Steve McCloskey, founder, and CEO of Nanome (nanome.ai) delivers an interesting overview of their virtual reality solutions for scientists and engineers—solutions that could potentially stimulate discovery of disease treatment and even cure. McCloskey studied nanoengineering at the University of California, San Diego where his work was primarily focused on emerging technologies applied to Science, Technology, Engineering, and Mathematics (STEM). While at UC San Diego, McCloskey worked with Ken Vecchio, the founding chair of the nanoengineering department, as they set the foundation for the Nanoengineering Materials Research Center. They were instrumental in the development of thermodynamic processing methods for iron-based superelastic alloys. McCloskey’s passion for the field led him to launch Nanome as a vehicle to build virtual reality solutions for scientists and engineers working at the nanoscale. Specifically, Nanome’s team spends a significant amount of time exploring protein engineering and small molecule drug development.
McCloskey’s company, Nanome, transforms our interaction with, and understanding of, science, by providing a virtual world where users can experiment, design, innovate and learn at the nanoscale. McCloskey explains that Nanome’s vision is to create an immersive interface where people can see things intuitively, and better interact with science via virtual reality and other tools. McCloskey states that their current technology allows users to view at the atom level, but he is working to develop further, to achieve success at the subatomic level. Additionally, he discusses the energy minimization force field as it relates to forces that are being calculated between atoms as they push and pull apart.

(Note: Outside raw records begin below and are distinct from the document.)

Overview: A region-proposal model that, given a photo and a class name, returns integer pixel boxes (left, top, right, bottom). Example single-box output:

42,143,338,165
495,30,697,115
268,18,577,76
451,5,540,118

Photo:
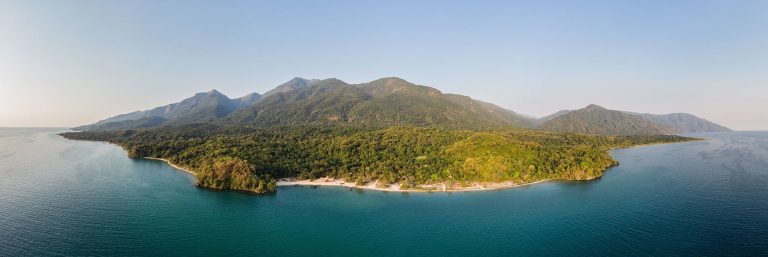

McCloskey discusses one of their top products that he is particularly excited about—CalcFlow. CalcFlow allows researchers to study and visualize vector calculus in an interactive environment. The platform enables mathematical modeling, manipulation of 3D graphs, as well as the editing of parameters while you work. He elaborates on the advantages that CalcFlow provides for research and experimentation, such as its ability to bring mechanical engineering design into the dynamic in an observable manner. And the process is exceptionally great for optimization and delivery into the 3D printing environment.
The nanoengineering expert describes how the introduction of blockchain to their platform will allow more people to work globally toward solutions to many problems that humans face, from technology to medical and beyond. McCloskey details how the platform can provide an opportunity for a larger group of people to study and hopefully find solutions for tropical diseases, diseases that big pharmaceutical companies have no interest in, due to the fact that their ability to profit is lower. Through the use of open-source models and automated licensing, and even closed source, the use of blockchain truly is changing the rate of discovery, as the global community can be involved.
As the technology is expanding, McCloskey expects that virus modeling will become easier, as entire viruses can be viewed with atomic detail, enabling study at the systems level of the biology. And by simulating cells at every level, the possibilities for discovery are enormous.